PROGMEM is not suitable for such use, nor EEPROM. Keep in mind also that the lifetime of PROGMEM is about 10k cycles and 100k for EEPROM.
You have to optimize your code or move to a bigger MCU.

1 Like

...is only four bytes but it is const. Every little bit helps.

Do you really need 32 bit color data for each LED? (hint: the answer is "no")

1 Like

One LED has three bytes of storage for red, green, and blue, right?

1 Like

CRGB is a struct that has a byte for each of red, blue and green, so 3 bytes per pixel (LED).

1 Like

Of course RGB has three bytes per pixel, when staring at it for a while you lose clarity! There is a way to change it to CHSV but that still has three bytes (hue, sat, val).
It looks like I will have to optimise more, cut out animations or get a larger microprocessor.
Thanks for your help everyone.

It looks like there are some minor savings using byte rather than int here and there, but it's not likely to help enough. Your idea of getting better hardware seems like a very good one.

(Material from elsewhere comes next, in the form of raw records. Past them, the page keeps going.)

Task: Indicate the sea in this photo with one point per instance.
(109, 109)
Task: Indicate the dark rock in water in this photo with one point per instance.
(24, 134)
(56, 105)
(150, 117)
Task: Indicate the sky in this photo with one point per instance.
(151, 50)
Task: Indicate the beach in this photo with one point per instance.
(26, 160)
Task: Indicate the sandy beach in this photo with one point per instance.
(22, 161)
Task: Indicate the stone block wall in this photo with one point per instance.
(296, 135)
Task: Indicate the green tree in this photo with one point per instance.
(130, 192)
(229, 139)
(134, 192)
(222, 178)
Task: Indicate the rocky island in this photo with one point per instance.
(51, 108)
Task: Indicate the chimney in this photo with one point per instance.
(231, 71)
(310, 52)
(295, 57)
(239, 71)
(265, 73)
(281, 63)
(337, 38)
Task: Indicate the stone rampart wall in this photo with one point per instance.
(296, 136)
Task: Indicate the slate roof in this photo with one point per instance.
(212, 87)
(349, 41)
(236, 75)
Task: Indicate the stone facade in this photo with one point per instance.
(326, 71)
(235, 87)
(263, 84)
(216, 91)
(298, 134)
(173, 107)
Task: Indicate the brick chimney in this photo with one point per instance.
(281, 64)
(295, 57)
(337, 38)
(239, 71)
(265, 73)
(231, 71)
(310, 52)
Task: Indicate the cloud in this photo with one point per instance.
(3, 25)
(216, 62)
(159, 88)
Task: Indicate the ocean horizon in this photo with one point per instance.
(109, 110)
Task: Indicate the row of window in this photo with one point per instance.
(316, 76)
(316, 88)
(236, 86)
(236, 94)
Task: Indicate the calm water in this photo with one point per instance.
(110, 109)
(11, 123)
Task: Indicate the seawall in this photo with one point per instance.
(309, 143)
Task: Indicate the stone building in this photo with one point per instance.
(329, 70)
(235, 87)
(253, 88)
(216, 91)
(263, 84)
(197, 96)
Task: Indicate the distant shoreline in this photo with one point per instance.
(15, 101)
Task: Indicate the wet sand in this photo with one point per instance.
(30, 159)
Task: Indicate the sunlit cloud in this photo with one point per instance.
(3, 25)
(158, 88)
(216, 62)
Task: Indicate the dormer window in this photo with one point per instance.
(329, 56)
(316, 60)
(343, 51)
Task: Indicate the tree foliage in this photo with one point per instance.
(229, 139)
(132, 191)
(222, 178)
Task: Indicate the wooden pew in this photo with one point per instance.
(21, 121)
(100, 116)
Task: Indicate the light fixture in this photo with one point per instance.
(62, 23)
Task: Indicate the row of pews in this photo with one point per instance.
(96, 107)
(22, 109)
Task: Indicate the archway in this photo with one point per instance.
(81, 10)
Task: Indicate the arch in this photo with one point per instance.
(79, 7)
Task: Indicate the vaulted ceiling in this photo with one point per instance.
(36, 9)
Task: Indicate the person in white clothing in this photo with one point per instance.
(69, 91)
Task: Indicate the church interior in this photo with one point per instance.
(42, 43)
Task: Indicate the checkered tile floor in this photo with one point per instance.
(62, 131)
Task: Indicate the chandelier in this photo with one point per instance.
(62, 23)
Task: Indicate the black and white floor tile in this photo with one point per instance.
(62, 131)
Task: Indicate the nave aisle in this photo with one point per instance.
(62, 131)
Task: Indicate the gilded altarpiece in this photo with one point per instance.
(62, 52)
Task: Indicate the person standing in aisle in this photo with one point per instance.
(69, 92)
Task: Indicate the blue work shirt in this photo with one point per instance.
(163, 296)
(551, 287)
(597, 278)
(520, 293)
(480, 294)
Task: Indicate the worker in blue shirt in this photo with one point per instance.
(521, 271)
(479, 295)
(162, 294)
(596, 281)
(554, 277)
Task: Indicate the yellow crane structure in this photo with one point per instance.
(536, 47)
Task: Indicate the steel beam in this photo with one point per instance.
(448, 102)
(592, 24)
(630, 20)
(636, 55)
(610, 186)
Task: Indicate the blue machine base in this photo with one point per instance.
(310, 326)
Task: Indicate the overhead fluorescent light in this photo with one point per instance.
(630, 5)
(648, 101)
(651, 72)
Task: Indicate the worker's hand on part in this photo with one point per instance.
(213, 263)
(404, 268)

Yeah I've just gone through it and saved about 11 bytes by changing from int to byte haha. Unfortunately not close to enough.
Seeing as I'm using a nano I can swap out to a 'nano every' with triple the ram compared to the basic nano. I didn't realise they existed until just now when I started searching for a higher capacity board.
Another good thing is it will fit into my header on my soldered board and inside my 3d printed case.
https://store.arduino.cc/usa/nano-every